Croke Park isn't as interesting as it's cracked up to be – official. Ronan Kelly's Curious Ear piece for RTE Radio 1, flagged a few weeks ago on Morning Ireland, was broadcast yesterday, and revealed that nothing much is going on there. I knew it.
Kelly went to Croke Park during the Meath vs Kerry football semi-final on what he described as "a tip-off". He'd been told he would find fans under the stands, praying. Instead he found a great many people with nothing much to say.
I suppose it would have been too much to expect Kelly to root out Lord Lucan, or Ambrose Bierce, or three or four of the Romanovs, but still. All Kelly found were people standing around outside Croke Park chit-chatting.
He did try to draw them out – perhaps hoping they might have deserted from the US army and hitch-hiked up from Shannon; or secretly had two sets of wives and children, one set from Meath and one from Kerry, both at the match; or had at least organised a mass escape from the local mental hospital – but to no avail. On the evidence of this programme, he found Middle Ireland. In fact, he found the very seat of Middle Ireland. He found Middle Ireland's answer to Tara. Well, at least now we know where it is.
He asked one smoker how long she could last without a cigarette. "About 15 or 20 minutes," she said. So – a heavy smoker, by gum. He also met a dedicated drinker. "Some lad gave me a pint on the way in there," said the man, and he wasn't going to give it up.
Kelly observed that he was walking and drinking at the same time, at which the man paused for a moment to dredge up an idea. "You can walk and drink but you can't drive and drink," said the man, and both he and Kelly then shouted with laughter at this wit.
He met several parents with children who had to be taken out of the stadium because they were acting the ass, a few people looking for hotdogs, some more going to the toilet, numerous drinkers...
An American wearing a Meath hat was drinking at "the cheapest bar in town". He had met a couple of girls the previous night "and they were like, you've got to go to this match today".
In the First Aid room, he found a young woman called Anna on duty. She was reading Anne Tyler's 'Back When We Were Grownups' and is still at secondary school – a pillar of society already, and at such a tender age.
Another pillar of society was on gate duty and had refused a bribe. He'd had to turn away two people whose tickets were already used and they offered him €20 to let them in. Cheapskates. It was "not worth my job," he said.
Finally Kelly found a woman praying but she tried to run away from him thinking he was from television. "Come here!" shouted Kelly. "It's not television, it's radio." Yes, radio, where you can still be as ordinary as you like.
Speaking of chit-chatting, platitude queen Cecelia Ahern was on Tuesday's Woman's Hour (BBC Radio 4) promoting her new novel, The Book of Tomorrow, her seventh in six years.
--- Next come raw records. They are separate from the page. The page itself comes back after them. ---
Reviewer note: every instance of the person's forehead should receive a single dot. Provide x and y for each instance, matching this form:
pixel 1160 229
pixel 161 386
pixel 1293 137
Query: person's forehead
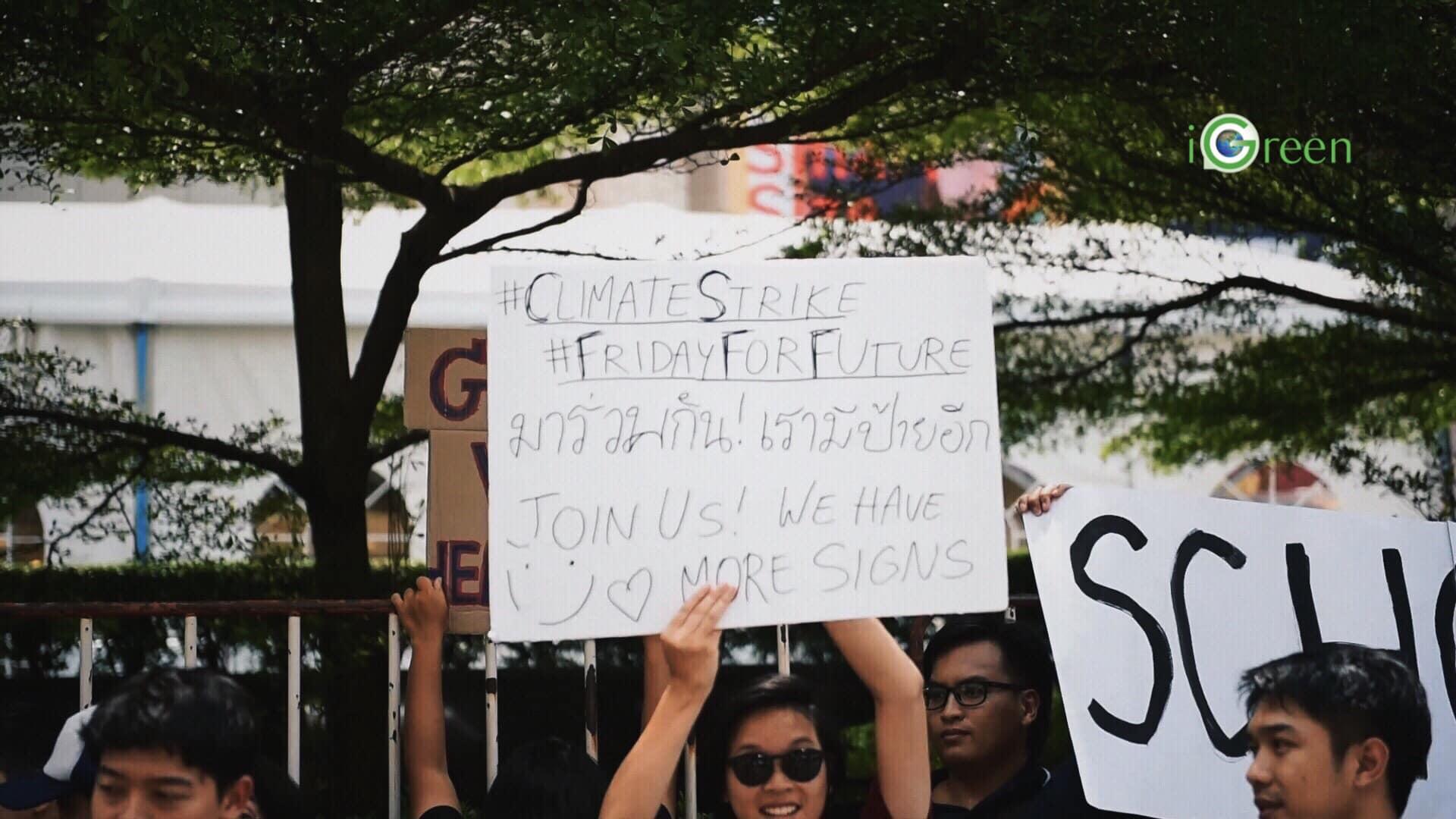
pixel 982 657
pixel 775 727
pixel 1280 716
pixel 149 763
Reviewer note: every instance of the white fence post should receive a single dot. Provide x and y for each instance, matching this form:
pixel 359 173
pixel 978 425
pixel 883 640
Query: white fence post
pixel 783 649
pixel 590 672
pixel 190 642
pixel 691 777
pixel 88 646
pixel 394 716
pixel 294 692
pixel 492 741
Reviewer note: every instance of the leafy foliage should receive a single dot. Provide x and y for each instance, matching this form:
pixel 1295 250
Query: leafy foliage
pixel 1340 362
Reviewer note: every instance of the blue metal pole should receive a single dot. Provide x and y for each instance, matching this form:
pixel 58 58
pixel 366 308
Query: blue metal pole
pixel 143 512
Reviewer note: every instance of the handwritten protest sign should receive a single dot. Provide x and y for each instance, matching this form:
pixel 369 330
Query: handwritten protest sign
pixel 456 526
pixel 444 379
pixel 820 433
pixel 444 392
pixel 1156 605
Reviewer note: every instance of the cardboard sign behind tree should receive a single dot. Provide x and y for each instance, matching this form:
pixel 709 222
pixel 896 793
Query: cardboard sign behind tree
pixel 444 379
pixel 1156 604
pixel 456 526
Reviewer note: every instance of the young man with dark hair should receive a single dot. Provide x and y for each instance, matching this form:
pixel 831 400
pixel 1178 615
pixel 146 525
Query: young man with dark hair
pixel 1341 732
pixel 987 695
pixel 174 745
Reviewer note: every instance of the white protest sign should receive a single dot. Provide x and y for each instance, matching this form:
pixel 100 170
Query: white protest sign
pixel 820 433
pixel 1156 604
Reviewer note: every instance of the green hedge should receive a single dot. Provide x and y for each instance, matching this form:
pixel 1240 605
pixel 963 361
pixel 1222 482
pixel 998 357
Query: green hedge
pixel 127 645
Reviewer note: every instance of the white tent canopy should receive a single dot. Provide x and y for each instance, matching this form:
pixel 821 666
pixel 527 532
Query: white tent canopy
pixel 213 286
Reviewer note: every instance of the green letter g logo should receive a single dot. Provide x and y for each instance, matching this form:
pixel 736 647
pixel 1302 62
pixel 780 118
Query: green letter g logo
pixel 1229 143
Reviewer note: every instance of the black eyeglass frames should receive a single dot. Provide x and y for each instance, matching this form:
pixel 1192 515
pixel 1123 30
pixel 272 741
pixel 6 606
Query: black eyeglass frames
pixel 755 768
pixel 968 694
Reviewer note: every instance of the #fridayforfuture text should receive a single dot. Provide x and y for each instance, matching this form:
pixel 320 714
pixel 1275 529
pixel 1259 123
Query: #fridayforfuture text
pixel 821 435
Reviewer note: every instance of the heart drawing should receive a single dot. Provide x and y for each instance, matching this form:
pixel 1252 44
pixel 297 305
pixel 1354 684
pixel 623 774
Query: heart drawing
pixel 629 596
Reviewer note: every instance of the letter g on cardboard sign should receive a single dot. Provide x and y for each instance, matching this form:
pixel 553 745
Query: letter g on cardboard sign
pixel 473 390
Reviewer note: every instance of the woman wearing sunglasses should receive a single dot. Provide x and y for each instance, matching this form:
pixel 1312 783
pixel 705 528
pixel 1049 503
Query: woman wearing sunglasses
pixel 775 745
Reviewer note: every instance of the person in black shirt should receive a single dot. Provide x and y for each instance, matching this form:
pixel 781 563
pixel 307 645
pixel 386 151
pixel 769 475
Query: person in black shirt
pixel 545 779
pixel 424 614
pixel 1338 730
pixel 775 755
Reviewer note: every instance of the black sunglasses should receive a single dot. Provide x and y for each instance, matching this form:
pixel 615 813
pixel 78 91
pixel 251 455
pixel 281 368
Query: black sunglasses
pixel 967 694
pixel 755 768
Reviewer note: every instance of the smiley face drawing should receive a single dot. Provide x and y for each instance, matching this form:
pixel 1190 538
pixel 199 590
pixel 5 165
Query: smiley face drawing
pixel 542 589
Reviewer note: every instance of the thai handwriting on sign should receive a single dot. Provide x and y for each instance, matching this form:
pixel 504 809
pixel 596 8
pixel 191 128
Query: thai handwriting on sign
pixel 810 433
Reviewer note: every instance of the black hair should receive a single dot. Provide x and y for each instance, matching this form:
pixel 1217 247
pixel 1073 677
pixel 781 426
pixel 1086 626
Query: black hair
pixel 770 692
pixel 548 779
pixel 1356 692
pixel 200 716
pixel 1024 653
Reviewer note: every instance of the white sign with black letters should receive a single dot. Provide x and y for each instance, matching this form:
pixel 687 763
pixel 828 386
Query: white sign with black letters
pixel 820 433
pixel 1156 604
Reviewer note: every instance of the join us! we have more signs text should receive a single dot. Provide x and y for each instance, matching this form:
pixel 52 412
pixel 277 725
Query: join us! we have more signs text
pixel 820 433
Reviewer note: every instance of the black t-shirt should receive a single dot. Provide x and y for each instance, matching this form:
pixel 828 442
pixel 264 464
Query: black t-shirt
pixel 1033 793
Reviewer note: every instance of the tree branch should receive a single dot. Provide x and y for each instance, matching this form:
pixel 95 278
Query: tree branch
pixel 155 436
pixel 397 444
pixel 490 243
pixel 402 39
pixel 1210 292
pixel 105 502
pixel 634 156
Presenter Jane Garvey did her best to draw Ahern out, with the same result as Ronan Kelly. You might as well look for the hidden meaning in a bumper sticker. However, while Cecelia Ahern is inclined to bring out the worst in people (and it's OK, forgive yourself; sour grapes are only human), Garvey was all warm and supportive.
Ahern's new book is about somebody who loses everything in the recession. "Some people got swept away and thought that the things that they had made them who they are," she said. "This book is about getting back to basics and looking at who we are without all these things."
She had the idea for the book before recession hit, she said. "I thought, this is all well and good, these great things are happening, but what if this bubble burst?"
"Why didn't you tell someone?" asked Garvey.
She also asked her about the "snipers" who claimed her father was the reason for her book's success. Both she and Garvey were too good-natured to damn the critics for their snobbery, but they concluded wrongly that the success of her first book had been enough to prove the begrudgers wrong.
Now, it isn't that anyone would suggest that Bertie Ahern asked any of his whip-round friends to buy boxloads of PS I Love You or anything like that. No, no, not at all. But I wonder how many ordinary authors of beach fiction get that kind of publicity.